Il 28 agosto 475 il generale Flavio Oreste, nominato secondo Giordane nuovo magister militum quale successore di Ecdicio[24], si ribellò all'Imperatore e, guidando un esercito che doveva essere forse inviato contro un esercito nemico (probabilmente visigoto[24]), prese il controllo di Ravenna e costrinse Nepote a fuggire in Dalmazia[25]. Oreste, che era di origini germaniche e non poteva quindi diventare imperatore, fece acclamare per quella carica suo figlio, Romolo Augusto, di madre romana, malgrado fosse molto giovane.
I fatti sono oscuri, ma una possibile interpretazione è che Nepote sia stato vittima di un colpo di Stato ordito da Oreste e dal Senato romano, che non gradiva le sue simpatie e il suo legame con l'Impero romano d'Oriente, a cui Nepote doveva la corona[26]. Oreste sarebbe quindi insorto contro l'imperatore, che si sarebbe rifugiato a Ravenna, dopo avere richiamato Ecdicio; all'arrivo di Oreste, però, Nepote si sarebbe trovato nell'impossibilità di organizzare una difesa e avrebbe preferito ritirarsi nel dominio "di famiglia", la Dalmazia: tutto questo il 28 agosto del 475[27]. Ironicamente, a Salona trovò, come vescovo, proprio Glicerio, che aveva deposto l'anno precedente[28].

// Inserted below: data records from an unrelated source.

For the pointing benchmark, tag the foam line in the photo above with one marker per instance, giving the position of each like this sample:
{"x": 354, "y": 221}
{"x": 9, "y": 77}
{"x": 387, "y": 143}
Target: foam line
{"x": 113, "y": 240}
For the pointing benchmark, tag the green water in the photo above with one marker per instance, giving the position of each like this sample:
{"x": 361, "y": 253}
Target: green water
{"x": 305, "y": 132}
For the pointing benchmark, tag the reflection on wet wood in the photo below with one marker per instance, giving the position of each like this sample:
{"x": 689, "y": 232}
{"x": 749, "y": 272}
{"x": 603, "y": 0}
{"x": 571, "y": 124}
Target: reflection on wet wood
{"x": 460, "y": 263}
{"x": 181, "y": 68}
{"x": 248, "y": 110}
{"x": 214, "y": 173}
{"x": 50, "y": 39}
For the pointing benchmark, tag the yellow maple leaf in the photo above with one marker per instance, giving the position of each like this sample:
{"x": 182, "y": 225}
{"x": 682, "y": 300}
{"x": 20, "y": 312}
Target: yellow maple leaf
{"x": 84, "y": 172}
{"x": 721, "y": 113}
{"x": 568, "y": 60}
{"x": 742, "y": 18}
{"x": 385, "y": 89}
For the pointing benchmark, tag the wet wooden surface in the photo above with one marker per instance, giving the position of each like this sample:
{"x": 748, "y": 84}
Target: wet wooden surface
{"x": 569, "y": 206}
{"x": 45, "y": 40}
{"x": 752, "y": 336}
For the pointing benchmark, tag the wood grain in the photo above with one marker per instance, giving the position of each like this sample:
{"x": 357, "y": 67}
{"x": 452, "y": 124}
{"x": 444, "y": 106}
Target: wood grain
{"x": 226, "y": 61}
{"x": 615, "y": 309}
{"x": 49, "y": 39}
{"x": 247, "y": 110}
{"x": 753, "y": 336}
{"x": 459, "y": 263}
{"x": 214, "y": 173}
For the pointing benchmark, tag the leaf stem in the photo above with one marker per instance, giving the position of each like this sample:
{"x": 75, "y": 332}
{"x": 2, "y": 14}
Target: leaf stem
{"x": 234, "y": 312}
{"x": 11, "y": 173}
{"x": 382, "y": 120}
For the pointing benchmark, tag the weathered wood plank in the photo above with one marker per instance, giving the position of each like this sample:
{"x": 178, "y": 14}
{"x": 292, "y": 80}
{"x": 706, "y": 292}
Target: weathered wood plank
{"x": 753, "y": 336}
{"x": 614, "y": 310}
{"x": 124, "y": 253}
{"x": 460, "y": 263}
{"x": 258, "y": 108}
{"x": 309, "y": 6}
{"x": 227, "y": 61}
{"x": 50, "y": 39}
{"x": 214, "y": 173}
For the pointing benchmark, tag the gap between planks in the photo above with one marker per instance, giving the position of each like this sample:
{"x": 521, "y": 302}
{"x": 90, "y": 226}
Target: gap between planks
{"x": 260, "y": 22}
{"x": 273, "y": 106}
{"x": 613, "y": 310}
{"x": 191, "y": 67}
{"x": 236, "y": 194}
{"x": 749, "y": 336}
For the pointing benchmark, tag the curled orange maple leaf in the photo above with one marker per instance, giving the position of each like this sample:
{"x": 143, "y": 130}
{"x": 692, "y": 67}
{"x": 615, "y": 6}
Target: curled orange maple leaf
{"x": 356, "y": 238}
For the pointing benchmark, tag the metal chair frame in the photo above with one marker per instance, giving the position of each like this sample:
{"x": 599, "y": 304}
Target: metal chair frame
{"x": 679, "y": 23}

Tradizionalmente Romolo Augusto è considerato l'ultimo imperatore d'Occidente. Tuttavia quando Romolo venne deposto da Odoacre, capo degli Eruli, il 4 settembre 476, non venne nominato un nuovo imperatore: un imperatore in realtà esisteva già e si trattava di Giulio Nepote, il quale regnava de jure con il sostegno dell'Imperatore d'Oriente, Zenone[29], dopo che quest'ultimo riprese il potere in seguito alla breve parentesi di regno dell'usurpatore Basilisco. Secondo lo storico Malco[30] Odoacre, saputo che Zenone era ritornato al potere, aveva inviato un'ambasciata di senatori a Costantinopoli per farsi riconoscere come rappresentante imperiale in Italia e ottenere il titolo di patricius; lo stesso fece Giulio Nepote, rammentandogli che non aveva mai abdicato ufficialmente dalla carica imperiale e che aspirava ancora al governo dell'Italia[9]. Davanti alle due ambascerie Zenone accettò una soluzione di compromesso: Odoacre sarebbe rimasto rappresentante imperiale in Italia con il titolo richiesto, mentre Giulio Nepote avrebbe potuto continuare a mantenere il suo titolo imperiale senza però esercitare alcun potere effettivo[31]. Quest'ultimo, pertanto, rimase in Dalmazia, regnando solo nominalmente sull'Impero d'Occidente, mentre Odoacre governava effettivamente in Italia, coniando monete a nome di Giulio Nepote Augusto[32].
Giulio Nepote concepì di organizzare una spedizione militare per tornare sul trono imperiale che nominalmente era suo; fu, però, ucciso in una data indefinita oscillante tra l'aprile e il giugno 480 nella sua villa nei pressi di Salona da due dei suoi stessi collaboratori, i comites Ovida e Viatore[33], forse dietro istigazione di Glicerio che pure non disperava di tornare sul trono[34]. Si è ritenuto addirittura che Odoacre, avendo saputo della volontà di Nepote di restaurare il suo dominio effettivo in Italia, avesse deciso di prendere contatti con Glicerio per organizzare una congiura, prospettandogli una sua nomina a vescovo di Milano. Si tratta di una fonte non ritenuta attendibile, in quanto nella cronotassi dei vescovi di Milano non è presente alcun Glicerio a quell'altezza cronologica[N 3].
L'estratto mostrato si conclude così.